Summary-Yojana-Managing Non-Performing Assets: A Paradigm Shift

MANAGING NON-PERFORMING ASSETS: A PARADIGM SHIFT

Source: Yojana – January 2018

Author: Deepak Narang

Banks cause money to be circulated in the economy by seeking deposits from those who have a surplus and lend for investment activity. It has a multiplier effect in the economy. Sustainable lending leads to higher Gross Domestic Product (GDP) growth.

However, contradiction in lending leads to faltering of growth. One major reason for muted credit growth is fast accumulation of Non Performing Assets (NPAs) on the bank’s balance sheets. Roughly 72% of market share of outstanding credit of Scheduled Commercial Banks (SCBs) is of Public Sector Banks (PSBs). The twin balance sheet problem and rising NPAs is holding up investment in the country.

Gross NPAs in the country are on the rise and has seen a meteoric rise due to rapid credit growth of banks from 2008 onwards. Large borrowers (defined as those having limit of Rs. 5 crores and above) have the maximum share in gross NPAs.

The loans granted in the industrial sector (mainly basic metals, cement, textile, infrastructure) have contributed the major portion to NPAs followed by agriculture, services and retail.

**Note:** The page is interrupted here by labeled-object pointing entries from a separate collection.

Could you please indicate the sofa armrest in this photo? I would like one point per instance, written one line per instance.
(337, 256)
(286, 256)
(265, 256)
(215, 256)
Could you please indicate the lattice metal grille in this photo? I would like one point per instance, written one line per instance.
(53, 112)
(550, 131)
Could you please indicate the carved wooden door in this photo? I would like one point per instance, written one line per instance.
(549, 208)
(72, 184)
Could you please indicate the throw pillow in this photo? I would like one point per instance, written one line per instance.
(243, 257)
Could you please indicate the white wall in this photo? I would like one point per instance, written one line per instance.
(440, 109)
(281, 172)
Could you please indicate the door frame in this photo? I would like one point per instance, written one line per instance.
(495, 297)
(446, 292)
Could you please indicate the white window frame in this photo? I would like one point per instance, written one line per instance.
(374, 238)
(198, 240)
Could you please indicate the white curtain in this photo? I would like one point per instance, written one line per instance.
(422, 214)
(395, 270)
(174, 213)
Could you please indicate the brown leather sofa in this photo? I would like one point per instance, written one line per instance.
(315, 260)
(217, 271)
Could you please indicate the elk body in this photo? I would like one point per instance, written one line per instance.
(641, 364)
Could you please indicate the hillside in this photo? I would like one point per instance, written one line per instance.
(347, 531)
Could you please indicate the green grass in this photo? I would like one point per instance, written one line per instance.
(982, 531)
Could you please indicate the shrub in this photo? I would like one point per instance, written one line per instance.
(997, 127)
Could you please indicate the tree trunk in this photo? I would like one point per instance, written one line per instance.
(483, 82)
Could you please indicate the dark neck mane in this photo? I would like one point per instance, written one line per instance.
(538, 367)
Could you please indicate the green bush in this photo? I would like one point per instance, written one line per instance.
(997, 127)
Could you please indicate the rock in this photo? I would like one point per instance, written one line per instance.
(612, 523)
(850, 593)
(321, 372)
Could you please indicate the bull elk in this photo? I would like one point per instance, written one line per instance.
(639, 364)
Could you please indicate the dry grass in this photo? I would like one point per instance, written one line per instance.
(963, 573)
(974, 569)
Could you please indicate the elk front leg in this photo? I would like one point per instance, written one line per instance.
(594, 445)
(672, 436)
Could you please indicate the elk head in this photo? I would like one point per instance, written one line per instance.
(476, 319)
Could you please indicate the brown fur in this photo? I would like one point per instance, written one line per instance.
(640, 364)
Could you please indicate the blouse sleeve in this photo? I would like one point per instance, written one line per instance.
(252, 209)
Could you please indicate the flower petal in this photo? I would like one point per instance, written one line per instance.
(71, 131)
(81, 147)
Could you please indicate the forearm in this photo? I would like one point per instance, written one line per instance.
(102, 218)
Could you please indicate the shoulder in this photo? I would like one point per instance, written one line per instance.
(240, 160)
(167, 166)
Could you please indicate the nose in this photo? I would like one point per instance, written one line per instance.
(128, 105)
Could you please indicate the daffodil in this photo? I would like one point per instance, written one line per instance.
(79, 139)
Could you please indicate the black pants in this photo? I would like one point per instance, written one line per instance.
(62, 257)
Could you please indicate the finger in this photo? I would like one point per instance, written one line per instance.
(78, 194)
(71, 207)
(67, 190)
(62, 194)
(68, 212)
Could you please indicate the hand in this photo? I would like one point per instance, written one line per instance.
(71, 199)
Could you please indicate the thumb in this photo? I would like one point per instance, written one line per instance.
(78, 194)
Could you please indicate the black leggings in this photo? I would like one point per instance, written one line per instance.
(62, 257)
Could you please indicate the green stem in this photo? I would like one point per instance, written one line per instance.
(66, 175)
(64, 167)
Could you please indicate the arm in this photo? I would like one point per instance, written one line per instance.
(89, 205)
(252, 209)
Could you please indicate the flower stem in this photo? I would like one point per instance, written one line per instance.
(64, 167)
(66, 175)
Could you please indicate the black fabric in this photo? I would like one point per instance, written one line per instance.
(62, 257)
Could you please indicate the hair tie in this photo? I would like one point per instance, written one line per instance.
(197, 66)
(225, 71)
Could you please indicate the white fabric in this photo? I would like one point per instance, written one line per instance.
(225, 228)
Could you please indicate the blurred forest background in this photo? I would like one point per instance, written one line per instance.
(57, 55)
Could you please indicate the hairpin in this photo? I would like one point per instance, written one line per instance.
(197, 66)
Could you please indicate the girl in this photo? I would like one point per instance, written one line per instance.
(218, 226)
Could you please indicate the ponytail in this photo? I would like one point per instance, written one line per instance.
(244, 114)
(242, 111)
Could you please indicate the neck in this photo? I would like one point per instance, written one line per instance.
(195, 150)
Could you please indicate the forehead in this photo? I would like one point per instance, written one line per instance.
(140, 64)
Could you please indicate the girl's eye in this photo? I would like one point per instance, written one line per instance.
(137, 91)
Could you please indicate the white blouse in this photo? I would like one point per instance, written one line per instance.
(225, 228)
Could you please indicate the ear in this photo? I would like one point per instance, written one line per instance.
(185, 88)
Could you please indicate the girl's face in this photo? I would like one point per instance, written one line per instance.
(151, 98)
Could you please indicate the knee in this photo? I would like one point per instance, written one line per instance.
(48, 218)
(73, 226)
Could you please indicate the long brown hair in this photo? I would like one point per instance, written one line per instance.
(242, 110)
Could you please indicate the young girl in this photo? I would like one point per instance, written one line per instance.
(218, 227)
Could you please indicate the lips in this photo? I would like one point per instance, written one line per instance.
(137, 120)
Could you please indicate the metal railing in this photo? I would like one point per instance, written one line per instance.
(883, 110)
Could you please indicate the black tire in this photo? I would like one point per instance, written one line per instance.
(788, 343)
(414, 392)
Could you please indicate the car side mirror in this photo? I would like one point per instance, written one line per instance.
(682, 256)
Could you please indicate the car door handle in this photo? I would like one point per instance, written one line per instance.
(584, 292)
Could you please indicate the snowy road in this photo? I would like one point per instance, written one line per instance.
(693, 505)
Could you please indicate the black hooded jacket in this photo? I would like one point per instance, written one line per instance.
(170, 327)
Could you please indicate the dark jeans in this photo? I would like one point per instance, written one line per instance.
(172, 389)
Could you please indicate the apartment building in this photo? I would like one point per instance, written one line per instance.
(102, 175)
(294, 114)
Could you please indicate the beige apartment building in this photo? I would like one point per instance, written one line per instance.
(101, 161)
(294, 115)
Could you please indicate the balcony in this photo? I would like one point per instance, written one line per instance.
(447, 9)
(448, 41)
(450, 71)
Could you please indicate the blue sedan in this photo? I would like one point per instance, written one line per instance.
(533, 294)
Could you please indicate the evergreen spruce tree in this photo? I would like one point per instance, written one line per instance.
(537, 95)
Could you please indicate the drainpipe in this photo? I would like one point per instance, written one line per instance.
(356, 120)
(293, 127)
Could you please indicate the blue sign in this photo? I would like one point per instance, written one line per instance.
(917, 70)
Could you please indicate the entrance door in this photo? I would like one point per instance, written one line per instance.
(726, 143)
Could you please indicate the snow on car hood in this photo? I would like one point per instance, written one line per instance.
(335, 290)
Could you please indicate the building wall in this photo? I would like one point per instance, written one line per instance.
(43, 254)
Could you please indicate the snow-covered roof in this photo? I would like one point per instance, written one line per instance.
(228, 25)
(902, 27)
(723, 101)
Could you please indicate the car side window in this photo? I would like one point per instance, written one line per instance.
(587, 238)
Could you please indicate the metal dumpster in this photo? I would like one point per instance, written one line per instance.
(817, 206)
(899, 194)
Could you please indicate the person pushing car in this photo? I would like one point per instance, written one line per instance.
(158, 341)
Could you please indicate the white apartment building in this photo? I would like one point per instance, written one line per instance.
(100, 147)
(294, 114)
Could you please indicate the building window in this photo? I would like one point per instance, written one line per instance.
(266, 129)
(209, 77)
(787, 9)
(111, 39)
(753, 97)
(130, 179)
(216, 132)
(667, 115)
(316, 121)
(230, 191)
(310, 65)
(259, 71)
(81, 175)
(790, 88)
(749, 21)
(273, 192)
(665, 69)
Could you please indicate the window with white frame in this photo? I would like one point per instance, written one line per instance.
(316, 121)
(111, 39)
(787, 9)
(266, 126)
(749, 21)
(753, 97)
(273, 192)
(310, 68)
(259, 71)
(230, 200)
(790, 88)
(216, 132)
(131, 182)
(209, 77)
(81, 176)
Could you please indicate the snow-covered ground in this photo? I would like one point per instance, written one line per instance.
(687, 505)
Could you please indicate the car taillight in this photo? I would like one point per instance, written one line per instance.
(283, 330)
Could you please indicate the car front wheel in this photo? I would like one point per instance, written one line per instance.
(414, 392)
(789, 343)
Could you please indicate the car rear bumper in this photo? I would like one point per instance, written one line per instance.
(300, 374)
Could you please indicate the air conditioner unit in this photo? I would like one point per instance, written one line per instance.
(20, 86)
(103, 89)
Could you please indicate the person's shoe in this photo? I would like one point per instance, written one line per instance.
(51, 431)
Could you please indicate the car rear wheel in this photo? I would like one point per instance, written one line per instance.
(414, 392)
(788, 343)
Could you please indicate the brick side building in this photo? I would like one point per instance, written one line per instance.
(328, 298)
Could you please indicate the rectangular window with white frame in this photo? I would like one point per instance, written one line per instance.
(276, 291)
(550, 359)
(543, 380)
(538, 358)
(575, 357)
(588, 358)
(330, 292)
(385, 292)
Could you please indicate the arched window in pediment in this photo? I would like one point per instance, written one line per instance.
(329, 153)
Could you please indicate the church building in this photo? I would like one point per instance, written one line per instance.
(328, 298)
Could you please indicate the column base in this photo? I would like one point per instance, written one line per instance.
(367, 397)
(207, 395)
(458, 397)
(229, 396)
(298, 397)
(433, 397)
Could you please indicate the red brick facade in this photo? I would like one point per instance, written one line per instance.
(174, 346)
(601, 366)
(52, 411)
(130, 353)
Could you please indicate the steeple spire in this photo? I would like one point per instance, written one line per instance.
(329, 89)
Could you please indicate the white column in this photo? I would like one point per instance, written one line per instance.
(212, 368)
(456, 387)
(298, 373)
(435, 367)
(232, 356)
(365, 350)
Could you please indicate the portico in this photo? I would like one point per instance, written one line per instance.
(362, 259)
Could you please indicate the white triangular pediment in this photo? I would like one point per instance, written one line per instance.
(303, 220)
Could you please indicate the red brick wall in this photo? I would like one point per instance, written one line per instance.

Reasons for the current situation of NPAs:

  1. Deficiency in credit appraisal and improper due diligence by banks– Banks grant loans to borrowers without checking their past accounts/credit history in order to increase their balance sheet size.
  2. Borrowing by a company in excess of capacity– Number of companies borrow for creating excess capacities in anticipation of demand without factoring in the global capacities/demand supply position.
  3. Delay in completion of projects– A number of projects (especially infrastructure projects) miss the timelines thus leading to a huge increase in costs.
  4. Poor recovery of receivables– Failure on the part of bank to ensure timely and adequate repayment of loan.
  5. Diversion of funds, wilful defaults, fraud, mis-appropriation etc– Fraud on the part of the borrower.
  6. Failure on the part of bank to monitor end use of funds– Failure on the part of the bank to ensure that the money borrowed is being used for the purpose for which it was borrowed.

There is a lag of nearly 3 to 4 years before NPAs out of fresh lending appear. Fresh creation of NPAs during the phase of growth gets masked by the high growth of advances and ever greening.

The banks should have been able to pick up early warning signals (EWS) and take prompt corrective actions like denying fresh loans to wilful defaulters and declaring the errant borrower as non-cooperative or wilful defaulter.

Provisions of Companies Act enable bankers to report such cases to Serious Fraud Investigation Office (SFIO). Other relevant laws include The Recovery of Debts Due to Banks and Financial Institutions Act, 1993 and The Securitisation and Reconstruction of Financial Assets and Enforcement of Security Interest Act, 2002.

Another effort in the direction of resolving NPAs is the implementation of Insolvency and Bankruptcy Code.

The way forward:

  1. Making wilful default a serious crime as is the case in some countries.
  2. Use of ‘forensic audit’ to monitor the end use of funds using big data and artificial intelligence.
  3. Train the work force to perform accurate credit appraisals and due diligence.
  4. Appoint experienced professionals on the Board of Banks.
  5. Introducing more benches of National Company Law Tribunals and Debt Recovery Tribunals.